Last week the government also made it harder for the jobless, particularly the disabled and those with long-term difficulties, to get help in finding work. It moved to shut down what remains of Employment National, the government's job-placement agency formerly known as the Commonwealth Employment Service (CES). Abbott announced that Employment National had lost most of the tenders to provide intensive job search assistance for the long-term unemployed and disabled workers.

Finance Minister John Fahey then sacked Employment National's board, appointing Richard Grellman, a corporate recovery specialist, to oversee the agency's closure or restructure. Grellman quit 24 hours later after other job agencies accused him of having a conflict of interest. Grellman is vice-president of Mission Australia, a church-based agency that won the largest share of the recent job placement contracts offered by the government. If Employment National shuts its doors, Mission Australia could snare some of its remaining contracts.

The CES once employed about 4,500 public servants, charged with the responsibility of finding jobs for the unemployed. In 1997 the Howard government turned the CES into a state-owned business, Employment National, with only 750 permanent and 450 casual staff and encouraged corporate and charity agencies to undercut its services by bidding for the more lucrative aspects of its workload.
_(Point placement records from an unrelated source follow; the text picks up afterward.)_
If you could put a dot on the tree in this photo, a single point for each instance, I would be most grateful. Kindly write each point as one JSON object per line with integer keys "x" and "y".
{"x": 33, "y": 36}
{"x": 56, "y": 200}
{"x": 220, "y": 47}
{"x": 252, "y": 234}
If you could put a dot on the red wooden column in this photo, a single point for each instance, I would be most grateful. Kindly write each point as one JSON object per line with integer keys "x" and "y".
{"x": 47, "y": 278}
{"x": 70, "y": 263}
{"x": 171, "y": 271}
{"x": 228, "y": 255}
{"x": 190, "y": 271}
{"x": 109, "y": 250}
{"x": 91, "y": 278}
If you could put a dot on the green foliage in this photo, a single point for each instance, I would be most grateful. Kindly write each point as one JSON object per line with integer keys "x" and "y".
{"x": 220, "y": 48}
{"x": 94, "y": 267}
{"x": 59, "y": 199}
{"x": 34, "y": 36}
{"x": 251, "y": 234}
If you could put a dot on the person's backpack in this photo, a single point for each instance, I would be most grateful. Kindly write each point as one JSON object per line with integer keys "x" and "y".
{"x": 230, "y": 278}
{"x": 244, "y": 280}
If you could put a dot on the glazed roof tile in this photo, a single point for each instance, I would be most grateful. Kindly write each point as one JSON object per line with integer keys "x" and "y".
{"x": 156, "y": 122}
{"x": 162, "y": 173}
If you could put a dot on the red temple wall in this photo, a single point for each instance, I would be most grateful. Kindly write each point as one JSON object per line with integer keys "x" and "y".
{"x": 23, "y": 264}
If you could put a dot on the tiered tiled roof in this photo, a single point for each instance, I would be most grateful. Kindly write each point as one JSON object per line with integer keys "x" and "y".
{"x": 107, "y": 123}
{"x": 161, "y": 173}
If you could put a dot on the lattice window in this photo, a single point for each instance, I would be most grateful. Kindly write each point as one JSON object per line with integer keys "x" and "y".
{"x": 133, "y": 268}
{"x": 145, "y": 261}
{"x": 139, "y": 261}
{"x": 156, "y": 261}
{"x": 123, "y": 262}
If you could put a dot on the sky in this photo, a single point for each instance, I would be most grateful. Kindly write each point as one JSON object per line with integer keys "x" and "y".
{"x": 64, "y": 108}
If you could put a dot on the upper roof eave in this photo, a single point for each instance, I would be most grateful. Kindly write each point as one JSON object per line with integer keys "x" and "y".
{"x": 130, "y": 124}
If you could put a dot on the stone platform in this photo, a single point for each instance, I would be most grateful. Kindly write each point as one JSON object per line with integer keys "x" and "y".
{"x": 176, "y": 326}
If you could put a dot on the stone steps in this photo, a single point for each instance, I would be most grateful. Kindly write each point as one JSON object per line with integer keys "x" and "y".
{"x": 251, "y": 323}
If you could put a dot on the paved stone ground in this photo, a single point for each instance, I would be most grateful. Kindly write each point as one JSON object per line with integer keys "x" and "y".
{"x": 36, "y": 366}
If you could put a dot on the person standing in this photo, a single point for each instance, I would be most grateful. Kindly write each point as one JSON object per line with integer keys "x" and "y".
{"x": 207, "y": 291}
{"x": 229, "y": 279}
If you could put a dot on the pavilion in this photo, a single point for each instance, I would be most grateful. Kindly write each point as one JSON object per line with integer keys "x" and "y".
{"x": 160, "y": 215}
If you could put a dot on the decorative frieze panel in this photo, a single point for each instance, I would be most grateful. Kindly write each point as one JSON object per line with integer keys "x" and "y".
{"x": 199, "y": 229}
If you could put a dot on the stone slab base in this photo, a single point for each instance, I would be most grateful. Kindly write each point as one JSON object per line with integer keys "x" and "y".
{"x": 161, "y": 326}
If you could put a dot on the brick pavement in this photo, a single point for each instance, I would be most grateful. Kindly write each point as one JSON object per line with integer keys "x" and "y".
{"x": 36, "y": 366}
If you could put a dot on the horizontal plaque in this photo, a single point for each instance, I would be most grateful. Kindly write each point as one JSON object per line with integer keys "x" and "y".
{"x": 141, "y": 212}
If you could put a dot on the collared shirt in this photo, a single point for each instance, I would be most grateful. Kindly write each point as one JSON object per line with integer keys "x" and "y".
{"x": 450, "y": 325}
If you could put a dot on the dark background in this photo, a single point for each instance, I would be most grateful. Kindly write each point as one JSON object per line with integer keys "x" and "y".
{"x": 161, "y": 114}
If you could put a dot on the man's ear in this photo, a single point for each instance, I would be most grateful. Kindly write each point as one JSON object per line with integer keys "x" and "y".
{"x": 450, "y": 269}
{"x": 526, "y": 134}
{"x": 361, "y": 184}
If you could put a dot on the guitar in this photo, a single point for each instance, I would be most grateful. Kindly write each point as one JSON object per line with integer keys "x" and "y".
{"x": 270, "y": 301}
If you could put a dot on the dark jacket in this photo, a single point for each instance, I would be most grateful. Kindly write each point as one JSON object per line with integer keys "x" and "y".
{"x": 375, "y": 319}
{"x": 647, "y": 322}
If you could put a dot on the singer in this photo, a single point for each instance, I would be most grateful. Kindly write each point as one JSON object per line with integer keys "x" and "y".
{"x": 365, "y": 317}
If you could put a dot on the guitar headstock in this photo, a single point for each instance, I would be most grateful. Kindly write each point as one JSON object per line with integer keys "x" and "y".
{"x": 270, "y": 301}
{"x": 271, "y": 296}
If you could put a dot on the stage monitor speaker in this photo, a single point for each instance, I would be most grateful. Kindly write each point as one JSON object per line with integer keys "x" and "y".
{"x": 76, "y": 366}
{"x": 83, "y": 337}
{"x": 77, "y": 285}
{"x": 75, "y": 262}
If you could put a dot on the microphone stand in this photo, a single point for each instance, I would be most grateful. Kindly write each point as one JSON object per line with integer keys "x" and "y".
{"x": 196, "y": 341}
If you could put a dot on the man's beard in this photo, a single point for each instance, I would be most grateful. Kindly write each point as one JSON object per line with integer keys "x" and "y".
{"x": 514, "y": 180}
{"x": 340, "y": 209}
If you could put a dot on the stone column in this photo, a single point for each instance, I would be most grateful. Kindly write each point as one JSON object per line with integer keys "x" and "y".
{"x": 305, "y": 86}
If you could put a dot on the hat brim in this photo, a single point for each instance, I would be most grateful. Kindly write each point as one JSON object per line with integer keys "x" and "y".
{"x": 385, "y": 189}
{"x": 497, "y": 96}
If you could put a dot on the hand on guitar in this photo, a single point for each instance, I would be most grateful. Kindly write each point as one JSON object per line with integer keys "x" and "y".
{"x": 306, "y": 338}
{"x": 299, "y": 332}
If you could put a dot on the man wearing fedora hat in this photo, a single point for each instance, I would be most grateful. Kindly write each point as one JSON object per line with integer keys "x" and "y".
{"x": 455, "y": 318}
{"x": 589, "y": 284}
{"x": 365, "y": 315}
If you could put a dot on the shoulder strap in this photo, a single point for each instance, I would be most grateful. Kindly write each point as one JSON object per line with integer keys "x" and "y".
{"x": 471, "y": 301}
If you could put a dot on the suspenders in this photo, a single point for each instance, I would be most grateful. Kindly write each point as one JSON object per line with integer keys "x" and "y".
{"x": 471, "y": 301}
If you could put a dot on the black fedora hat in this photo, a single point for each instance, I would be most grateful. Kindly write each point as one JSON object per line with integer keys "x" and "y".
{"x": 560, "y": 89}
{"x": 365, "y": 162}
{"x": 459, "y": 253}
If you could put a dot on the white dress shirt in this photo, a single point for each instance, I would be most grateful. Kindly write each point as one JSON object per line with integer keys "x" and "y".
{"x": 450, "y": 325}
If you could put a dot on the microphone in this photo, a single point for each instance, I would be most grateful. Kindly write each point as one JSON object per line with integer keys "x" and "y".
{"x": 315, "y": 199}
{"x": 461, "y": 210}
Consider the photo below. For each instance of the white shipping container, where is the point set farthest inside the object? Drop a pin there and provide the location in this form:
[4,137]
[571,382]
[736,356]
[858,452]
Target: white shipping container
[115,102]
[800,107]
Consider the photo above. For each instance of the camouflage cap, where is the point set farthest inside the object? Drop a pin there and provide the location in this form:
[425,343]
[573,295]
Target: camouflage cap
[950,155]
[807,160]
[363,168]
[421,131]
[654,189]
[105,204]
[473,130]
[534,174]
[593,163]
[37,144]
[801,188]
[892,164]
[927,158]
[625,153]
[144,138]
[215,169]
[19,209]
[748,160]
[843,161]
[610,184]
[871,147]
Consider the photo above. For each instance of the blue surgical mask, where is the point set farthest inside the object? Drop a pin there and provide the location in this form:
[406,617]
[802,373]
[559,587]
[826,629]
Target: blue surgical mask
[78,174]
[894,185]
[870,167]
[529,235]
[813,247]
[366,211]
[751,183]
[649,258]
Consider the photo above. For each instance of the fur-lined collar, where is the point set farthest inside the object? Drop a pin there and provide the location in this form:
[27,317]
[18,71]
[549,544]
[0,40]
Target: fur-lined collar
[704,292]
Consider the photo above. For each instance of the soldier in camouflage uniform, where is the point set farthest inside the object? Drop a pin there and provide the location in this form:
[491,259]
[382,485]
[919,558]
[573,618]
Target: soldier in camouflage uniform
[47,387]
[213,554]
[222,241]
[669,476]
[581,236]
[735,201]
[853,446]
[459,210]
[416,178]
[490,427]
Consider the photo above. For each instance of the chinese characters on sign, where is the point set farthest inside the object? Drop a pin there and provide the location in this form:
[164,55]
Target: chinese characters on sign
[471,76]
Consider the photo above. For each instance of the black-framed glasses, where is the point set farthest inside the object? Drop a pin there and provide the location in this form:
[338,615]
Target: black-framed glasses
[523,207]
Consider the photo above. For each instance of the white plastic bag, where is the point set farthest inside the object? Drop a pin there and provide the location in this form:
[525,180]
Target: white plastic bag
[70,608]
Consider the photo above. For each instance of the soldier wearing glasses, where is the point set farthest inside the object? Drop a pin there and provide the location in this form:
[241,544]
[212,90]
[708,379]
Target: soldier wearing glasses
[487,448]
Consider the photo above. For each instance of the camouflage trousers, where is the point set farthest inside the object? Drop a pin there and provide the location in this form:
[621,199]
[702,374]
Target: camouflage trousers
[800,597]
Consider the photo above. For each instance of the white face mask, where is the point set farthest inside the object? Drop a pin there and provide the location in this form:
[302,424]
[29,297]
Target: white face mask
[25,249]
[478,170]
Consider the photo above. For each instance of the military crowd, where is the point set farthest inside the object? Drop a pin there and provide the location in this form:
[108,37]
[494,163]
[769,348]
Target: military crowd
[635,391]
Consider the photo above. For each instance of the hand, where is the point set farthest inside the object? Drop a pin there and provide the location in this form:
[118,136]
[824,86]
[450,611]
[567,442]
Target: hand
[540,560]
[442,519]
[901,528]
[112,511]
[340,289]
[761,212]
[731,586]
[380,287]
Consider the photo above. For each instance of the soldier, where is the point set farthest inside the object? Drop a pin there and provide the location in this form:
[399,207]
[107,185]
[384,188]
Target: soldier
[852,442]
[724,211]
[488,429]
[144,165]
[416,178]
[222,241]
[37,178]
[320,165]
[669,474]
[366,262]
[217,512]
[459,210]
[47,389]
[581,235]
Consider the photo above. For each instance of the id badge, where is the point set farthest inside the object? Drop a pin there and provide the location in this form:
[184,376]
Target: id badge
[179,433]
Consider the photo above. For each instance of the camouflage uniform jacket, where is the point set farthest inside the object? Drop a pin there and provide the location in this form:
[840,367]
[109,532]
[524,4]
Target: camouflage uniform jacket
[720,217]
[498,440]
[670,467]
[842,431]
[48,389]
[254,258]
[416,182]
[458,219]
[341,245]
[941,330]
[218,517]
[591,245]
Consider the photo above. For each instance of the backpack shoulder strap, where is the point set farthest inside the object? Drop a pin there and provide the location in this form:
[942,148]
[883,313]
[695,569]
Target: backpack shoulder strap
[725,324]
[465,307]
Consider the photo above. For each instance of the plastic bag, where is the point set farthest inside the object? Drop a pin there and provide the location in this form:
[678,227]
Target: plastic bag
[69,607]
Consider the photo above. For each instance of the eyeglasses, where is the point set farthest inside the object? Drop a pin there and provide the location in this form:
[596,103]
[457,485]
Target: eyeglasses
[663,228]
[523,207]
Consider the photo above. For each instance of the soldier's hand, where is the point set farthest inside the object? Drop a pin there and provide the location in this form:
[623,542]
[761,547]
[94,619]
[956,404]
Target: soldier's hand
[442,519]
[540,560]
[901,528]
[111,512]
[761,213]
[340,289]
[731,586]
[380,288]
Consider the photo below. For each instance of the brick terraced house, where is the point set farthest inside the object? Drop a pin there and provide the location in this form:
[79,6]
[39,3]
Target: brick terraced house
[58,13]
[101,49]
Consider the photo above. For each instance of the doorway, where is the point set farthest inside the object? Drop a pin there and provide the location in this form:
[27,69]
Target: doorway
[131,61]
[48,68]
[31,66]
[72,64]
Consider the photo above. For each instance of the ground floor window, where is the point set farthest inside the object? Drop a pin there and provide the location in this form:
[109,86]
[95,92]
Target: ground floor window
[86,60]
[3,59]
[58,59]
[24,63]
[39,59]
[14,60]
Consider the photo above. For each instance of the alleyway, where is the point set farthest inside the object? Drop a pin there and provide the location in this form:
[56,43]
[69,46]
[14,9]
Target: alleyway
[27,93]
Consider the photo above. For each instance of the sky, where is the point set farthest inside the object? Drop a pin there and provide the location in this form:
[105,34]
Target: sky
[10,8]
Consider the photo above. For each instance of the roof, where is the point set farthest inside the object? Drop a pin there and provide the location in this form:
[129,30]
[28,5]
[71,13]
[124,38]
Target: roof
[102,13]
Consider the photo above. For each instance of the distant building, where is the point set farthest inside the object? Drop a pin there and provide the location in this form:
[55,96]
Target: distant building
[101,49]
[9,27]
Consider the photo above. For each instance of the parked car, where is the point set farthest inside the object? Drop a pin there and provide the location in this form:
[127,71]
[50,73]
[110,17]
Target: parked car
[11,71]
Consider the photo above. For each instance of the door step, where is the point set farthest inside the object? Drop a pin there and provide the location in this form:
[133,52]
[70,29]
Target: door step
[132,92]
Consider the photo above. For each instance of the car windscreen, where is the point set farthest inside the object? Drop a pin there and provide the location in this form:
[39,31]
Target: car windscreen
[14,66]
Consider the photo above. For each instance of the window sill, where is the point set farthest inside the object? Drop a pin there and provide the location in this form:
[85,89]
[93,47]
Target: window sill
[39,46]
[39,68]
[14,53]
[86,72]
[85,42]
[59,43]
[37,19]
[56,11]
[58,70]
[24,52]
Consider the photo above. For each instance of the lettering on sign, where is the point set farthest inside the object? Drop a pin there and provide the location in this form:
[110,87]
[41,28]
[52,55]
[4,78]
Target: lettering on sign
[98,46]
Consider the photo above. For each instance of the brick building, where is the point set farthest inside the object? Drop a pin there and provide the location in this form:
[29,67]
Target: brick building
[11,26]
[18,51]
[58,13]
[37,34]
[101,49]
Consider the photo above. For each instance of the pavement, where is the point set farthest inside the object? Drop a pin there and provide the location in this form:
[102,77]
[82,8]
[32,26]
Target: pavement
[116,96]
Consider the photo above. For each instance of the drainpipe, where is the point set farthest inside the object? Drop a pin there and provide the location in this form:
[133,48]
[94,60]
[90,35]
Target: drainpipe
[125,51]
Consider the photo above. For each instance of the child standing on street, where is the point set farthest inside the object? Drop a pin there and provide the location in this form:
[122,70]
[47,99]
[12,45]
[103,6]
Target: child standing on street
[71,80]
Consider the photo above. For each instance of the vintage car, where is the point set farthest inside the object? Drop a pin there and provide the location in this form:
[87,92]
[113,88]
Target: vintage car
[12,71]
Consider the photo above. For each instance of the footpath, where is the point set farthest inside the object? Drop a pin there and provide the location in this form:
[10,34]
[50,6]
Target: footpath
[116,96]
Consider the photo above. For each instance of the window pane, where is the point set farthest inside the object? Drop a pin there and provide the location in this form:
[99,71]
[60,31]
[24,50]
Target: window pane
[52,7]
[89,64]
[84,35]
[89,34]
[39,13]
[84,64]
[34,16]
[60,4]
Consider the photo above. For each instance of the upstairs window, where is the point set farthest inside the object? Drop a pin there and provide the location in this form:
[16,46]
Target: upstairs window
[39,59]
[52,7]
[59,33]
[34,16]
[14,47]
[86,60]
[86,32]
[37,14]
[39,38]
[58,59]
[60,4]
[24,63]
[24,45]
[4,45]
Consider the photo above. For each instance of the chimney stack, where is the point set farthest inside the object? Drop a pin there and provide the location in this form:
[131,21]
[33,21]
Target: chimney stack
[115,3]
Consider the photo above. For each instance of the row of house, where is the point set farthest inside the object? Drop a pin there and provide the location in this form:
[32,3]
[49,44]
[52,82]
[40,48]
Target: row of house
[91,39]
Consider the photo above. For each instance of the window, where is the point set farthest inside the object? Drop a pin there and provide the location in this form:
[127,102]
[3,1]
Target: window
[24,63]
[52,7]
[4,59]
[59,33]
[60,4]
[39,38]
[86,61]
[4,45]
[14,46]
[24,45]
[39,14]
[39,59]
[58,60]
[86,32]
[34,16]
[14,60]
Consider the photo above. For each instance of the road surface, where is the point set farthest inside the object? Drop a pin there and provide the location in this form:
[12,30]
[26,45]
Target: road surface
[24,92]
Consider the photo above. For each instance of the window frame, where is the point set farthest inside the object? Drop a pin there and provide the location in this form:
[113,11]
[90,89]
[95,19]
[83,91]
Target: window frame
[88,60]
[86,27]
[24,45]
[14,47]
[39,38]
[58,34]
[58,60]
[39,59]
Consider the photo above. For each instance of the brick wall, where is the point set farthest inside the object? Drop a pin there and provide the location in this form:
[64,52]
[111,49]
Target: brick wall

The focus of the job placement network shifted further from assisting the unemployed to coercing them into cheap labour.

Labor Party leader Kim Beazley responded to Howard's latest announcement by saying the underlying philosophy of mutual obligation was fine, although the government had to be careful not to punish and create insecurity for the unemployed and their families. But the whole focus of “mutual obligation” is precisely to blame the jobless for their plight and give them no choice but to hunt for any kind of work, regardless of the conditions.

The Australian Council of Social Services (ACOSS) criticised the new measures. “There are no new programs to help unemployed people; there is no extra allowance to assist unemployed people look for work. There's nothing that gives them more than the $162 [per week] they are having to struggle on,” ACOSS president Michael Raper said. He contrasted the package with the 10 percent pay rise politicians had just awarded themselves.

In a combined statement, seven other welfare agencies said the government ran the risk of creating a “vicious society” that blamed the jobless for the problem of unemployment. They pointed out that Howard's announcement was made on the final day for submissions to a government review of welfare services.

The review was initiated several months ago after Family and Community Services Minister Jocelyn Newman withdrew a welfare reform report at the last minute. Newman's blueprint, partly leaked to the media, included the abolition of benefits for single parents once their children turned 12 and the slashing of disabled workers' benefits. The resulting outcry forced the government to call off Newman's announcement, but Howard and his ministers are now proceeding with its contents.